A committee that included administrators and faculty gathered to rework Pomona’s criminal history policy, and received approval from the Committee on Admissions and Financial Aid, which is comprised of students, admissions staff and faculty, Sapp said via email to TSL.
Sapp said the committees agreed that including the criminal history question at that point in Pomona’s application process was unnecessary, but “still felt it was important to know more about the criminal history of students admitted to the College who were seeking to enroll.”
The change was “informed by a body of research that suggests that asking a criminal history question on an application has a chilling effect on applicants from marginalized backgrounds even applying, and disproportionately impacts communities of color,” Sapp said.

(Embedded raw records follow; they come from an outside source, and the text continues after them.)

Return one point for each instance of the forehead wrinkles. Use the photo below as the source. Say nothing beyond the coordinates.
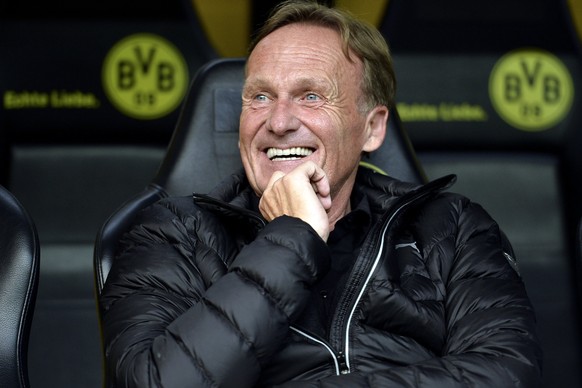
(305, 59)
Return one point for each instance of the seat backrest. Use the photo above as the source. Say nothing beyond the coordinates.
(19, 264)
(90, 94)
(204, 150)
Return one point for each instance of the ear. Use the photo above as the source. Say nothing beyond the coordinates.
(376, 123)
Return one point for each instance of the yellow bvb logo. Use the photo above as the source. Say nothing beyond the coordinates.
(531, 89)
(145, 76)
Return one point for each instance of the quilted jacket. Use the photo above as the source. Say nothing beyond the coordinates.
(205, 293)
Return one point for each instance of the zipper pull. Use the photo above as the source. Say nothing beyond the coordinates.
(343, 365)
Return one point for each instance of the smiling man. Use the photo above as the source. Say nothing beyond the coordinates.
(306, 270)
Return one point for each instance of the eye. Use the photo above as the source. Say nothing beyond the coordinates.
(312, 97)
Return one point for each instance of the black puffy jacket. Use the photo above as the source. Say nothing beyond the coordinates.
(205, 293)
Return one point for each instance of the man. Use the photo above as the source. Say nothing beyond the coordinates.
(306, 270)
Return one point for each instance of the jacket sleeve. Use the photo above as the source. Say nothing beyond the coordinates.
(491, 338)
(175, 316)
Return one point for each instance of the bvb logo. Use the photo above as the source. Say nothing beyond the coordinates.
(145, 76)
(531, 89)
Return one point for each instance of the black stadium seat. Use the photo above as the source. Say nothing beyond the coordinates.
(19, 265)
(90, 94)
(490, 91)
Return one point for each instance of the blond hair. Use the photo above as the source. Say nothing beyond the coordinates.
(358, 37)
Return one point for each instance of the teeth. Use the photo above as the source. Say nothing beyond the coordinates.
(289, 153)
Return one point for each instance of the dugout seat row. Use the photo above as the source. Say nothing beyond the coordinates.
(459, 64)
(72, 151)
(72, 167)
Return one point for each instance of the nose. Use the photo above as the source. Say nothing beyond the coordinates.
(282, 117)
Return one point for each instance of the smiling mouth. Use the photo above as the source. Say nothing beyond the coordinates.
(293, 153)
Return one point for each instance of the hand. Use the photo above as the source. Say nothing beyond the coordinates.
(304, 193)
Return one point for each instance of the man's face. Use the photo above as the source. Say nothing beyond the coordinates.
(300, 102)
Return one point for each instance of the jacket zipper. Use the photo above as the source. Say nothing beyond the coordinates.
(343, 356)
(341, 359)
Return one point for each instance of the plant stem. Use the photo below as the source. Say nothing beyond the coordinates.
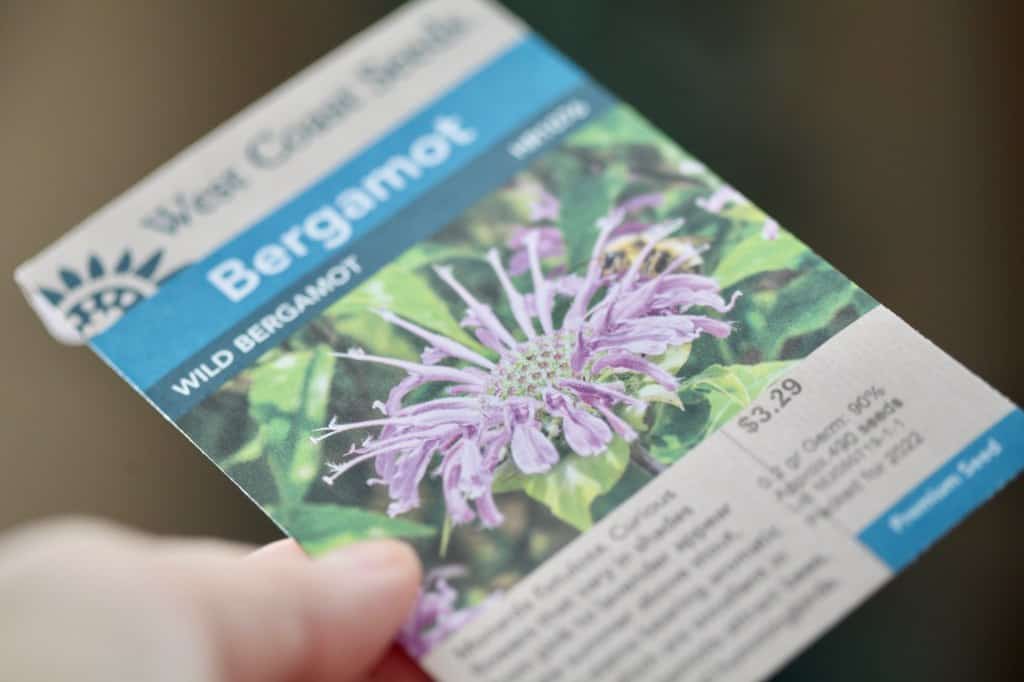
(642, 459)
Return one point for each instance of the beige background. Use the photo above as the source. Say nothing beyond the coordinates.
(885, 134)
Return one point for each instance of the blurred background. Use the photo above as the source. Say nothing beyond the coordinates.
(885, 134)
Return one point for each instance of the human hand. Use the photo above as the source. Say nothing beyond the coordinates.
(89, 602)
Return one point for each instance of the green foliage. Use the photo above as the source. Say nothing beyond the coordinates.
(323, 527)
(756, 255)
(257, 427)
(406, 291)
(288, 399)
(711, 398)
(572, 484)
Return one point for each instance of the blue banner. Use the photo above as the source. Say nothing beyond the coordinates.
(317, 227)
(942, 500)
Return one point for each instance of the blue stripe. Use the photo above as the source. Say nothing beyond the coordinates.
(164, 332)
(375, 250)
(946, 497)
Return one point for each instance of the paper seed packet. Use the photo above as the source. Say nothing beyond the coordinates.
(443, 287)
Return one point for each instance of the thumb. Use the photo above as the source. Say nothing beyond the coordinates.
(279, 615)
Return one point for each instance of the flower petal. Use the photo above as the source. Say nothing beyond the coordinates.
(531, 451)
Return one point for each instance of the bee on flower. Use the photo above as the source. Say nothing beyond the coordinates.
(547, 387)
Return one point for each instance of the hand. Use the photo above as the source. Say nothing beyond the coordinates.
(92, 603)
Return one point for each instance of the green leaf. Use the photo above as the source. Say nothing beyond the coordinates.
(809, 303)
(730, 389)
(572, 484)
(672, 361)
(711, 399)
(585, 201)
(756, 254)
(250, 452)
(622, 126)
(407, 294)
(322, 527)
(288, 398)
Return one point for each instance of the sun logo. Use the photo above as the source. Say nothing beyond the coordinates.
(93, 300)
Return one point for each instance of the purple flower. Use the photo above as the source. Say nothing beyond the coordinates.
(436, 615)
(547, 381)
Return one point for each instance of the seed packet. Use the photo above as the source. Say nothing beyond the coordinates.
(443, 287)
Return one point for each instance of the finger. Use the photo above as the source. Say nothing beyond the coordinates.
(285, 546)
(280, 615)
(396, 666)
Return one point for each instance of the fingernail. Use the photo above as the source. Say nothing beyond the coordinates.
(384, 559)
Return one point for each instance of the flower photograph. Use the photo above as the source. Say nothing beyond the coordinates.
(499, 388)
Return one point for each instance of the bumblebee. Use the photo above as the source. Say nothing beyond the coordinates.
(623, 252)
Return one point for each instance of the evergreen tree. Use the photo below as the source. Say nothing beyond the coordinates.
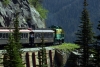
(97, 49)
(85, 35)
(13, 51)
(42, 55)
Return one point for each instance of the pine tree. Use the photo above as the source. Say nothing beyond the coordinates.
(97, 49)
(13, 51)
(42, 55)
(85, 35)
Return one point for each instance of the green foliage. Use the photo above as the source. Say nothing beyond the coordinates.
(6, 2)
(13, 52)
(67, 47)
(43, 12)
(85, 35)
(42, 56)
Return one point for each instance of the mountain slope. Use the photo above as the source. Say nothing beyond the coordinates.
(66, 13)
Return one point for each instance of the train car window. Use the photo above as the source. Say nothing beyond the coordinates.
(0, 35)
(37, 35)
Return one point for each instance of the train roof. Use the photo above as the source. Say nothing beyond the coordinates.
(42, 31)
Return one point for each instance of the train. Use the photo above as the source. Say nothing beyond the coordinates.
(37, 36)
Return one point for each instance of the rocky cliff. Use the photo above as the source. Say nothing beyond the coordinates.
(28, 15)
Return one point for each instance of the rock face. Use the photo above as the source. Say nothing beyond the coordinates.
(28, 16)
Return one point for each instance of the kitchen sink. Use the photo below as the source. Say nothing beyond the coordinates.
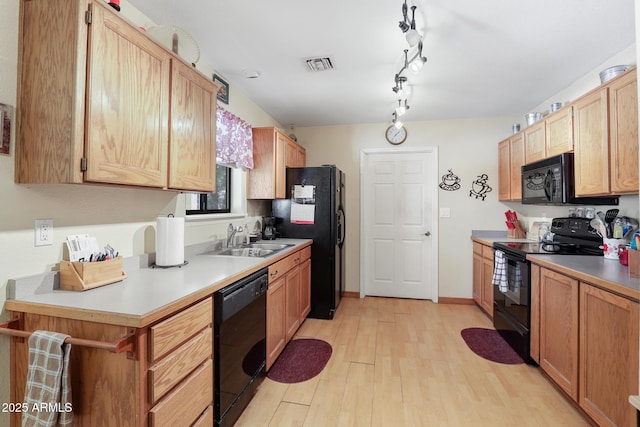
(259, 250)
(269, 246)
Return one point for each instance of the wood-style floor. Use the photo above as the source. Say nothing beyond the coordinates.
(402, 362)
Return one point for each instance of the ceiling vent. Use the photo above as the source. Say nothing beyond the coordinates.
(318, 64)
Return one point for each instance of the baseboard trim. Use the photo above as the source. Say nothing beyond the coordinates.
(462, 301)
(349, 294)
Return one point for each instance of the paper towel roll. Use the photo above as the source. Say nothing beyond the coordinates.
(169, 241)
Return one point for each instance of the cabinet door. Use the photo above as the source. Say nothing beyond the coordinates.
(305, 289)
(559, 132)
(280, 169)
(591, 144)
(128, 104)
(535, 142)
(534, 327)
(267, 179)
(487, 286)
(623, 126)
(293, 302)
(291, 154)
(504, 171)
(516, 146)
(276, 322)
(608, 356)
(477, 278)
(559, 330)
(192, 134)
(302, 157)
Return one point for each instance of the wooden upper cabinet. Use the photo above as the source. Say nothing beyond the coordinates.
(516, 146)
(534, 142)
(96, 108)
(127, 107)
(192, 137)
(504, 171)
(623, 129)
(296, 155)
(559, 132)
(591, 144)
(273, 152)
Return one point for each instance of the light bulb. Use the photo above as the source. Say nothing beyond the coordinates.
(416, 64)
(413, 37)
(404, 92)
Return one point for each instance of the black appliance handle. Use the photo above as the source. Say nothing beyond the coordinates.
(342, 227)
(548, 184)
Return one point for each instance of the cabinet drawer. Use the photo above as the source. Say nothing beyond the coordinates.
(174, 368)
(487, 252)
(175, 330)
(279, 268)
(185, 404)
(305, 253)
(206, 419)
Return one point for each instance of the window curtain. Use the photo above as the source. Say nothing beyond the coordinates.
(234, 140)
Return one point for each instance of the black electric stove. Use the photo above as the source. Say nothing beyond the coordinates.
(569, 236)
(512, 276)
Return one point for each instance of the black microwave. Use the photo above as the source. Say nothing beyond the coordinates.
(551, 182)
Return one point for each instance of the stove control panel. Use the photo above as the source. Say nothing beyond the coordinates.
(574, 227)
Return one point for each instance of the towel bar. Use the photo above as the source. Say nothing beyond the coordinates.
(126, 343)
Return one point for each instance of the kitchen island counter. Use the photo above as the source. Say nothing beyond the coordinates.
(147, 294)
(604, 273)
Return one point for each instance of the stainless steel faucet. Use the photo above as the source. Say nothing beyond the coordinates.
(231, 232)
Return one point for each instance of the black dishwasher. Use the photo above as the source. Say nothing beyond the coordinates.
(240, 317)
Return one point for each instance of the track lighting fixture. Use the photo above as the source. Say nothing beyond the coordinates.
(401, 109)
(413, 62)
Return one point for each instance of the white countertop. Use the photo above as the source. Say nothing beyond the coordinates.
(146, 292)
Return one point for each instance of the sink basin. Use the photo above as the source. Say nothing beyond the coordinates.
(260, 250)
(269, 246)
(250, 252)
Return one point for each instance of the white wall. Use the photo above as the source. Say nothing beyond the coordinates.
(123, 217)
(469, 148)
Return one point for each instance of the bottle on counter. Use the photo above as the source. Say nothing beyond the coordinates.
(618, 228)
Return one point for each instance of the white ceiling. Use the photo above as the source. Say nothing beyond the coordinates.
(485, 58)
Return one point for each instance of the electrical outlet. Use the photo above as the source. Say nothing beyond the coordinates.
(44, 232)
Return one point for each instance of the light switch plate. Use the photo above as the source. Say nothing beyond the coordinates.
(44, 232)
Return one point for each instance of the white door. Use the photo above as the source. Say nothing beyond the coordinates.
(399, 223)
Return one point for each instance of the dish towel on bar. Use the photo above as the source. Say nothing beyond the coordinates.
(48, 389)
(515, 278)
(500, 272)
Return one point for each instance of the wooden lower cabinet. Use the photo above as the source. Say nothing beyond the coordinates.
(288, 300)
(559, 329)
(168, 382)
(608, 356)
(305, 289)
(588, 344)
(292, 284)
(276, 320)
(482, 277)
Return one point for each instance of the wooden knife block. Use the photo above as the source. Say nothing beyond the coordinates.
(517, 232)
(81, 276)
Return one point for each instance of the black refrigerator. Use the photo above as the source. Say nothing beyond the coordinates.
(314, 210)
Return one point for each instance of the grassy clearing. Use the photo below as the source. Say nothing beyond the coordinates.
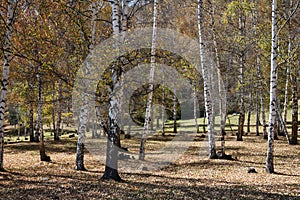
(190, 177)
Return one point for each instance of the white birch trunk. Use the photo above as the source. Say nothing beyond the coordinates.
(242, 83)
(59, 111)
(113, 139)
(273, 88)
(83, 117)
(151, 78)
(294, 138)
(221, 92)
(5, 75)
(39, 119)
(207, 91)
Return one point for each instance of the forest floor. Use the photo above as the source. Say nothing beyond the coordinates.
(190, 177)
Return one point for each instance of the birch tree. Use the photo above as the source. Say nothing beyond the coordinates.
(39, 124)
(151, 79)
(221, 92)
(5, 73)
(207, 90)
(273, 88)
(113, 138)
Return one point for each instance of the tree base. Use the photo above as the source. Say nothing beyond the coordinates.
(225, 156)
(45, 158)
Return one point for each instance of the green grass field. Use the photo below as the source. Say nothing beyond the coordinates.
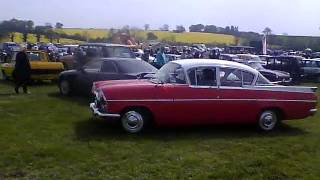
(46, 136)
(187, 37)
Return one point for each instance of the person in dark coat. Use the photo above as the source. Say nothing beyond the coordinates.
(22, 72)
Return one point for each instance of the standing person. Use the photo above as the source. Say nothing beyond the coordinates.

It’s also in line with decisions by major players in higher education.
In 2018, the nonprofit organization behind the Common Application removed the criminal history question from the section shared among colleges.
While universities can choose to include the question in their own specific portion of the Common App, Pomona will leave it out.
The University of California system has never required information on applicants’ criminal histories, according to Stephen Handel, UC’s associate vice president of undergraduate admissions.
Rather, specific campuses can request this information on student housing forms once they’ve sent out offers of admission, according to Handel.
Pomona’s decision also mirrors new statewide law regarding hiring.
California passed the Fair Chance Act in Jan. 2018, legally prohibiting employers from asking about criminal history prior to making job offers “in most situations,” according to Sapp.
After making a conditional employment offer, employers may ask job candidates if they have a history of convictions and conduct a background check, but are required to make an individualized assessment about the “nature and gravity” of the conviction and “cannot simply say that they won’t hire anyone convicted of a certain crime,” according to the LA County website.
Pomona is currently the only Claremont College to have removed the criminal history question from its application; the other four colleges still include it among their college-specific questions on the Common App, their respective applications showed.
ASCMC is currently discussing a proposal to remove the criminal history question from Claremont McKenna College’s application, and Pitzer College is also considering removing it, Pitzer spokesperson Anna Chang said via email. It’s unknown if there is discussion of removing the question at Harvey Mudd or Scripps.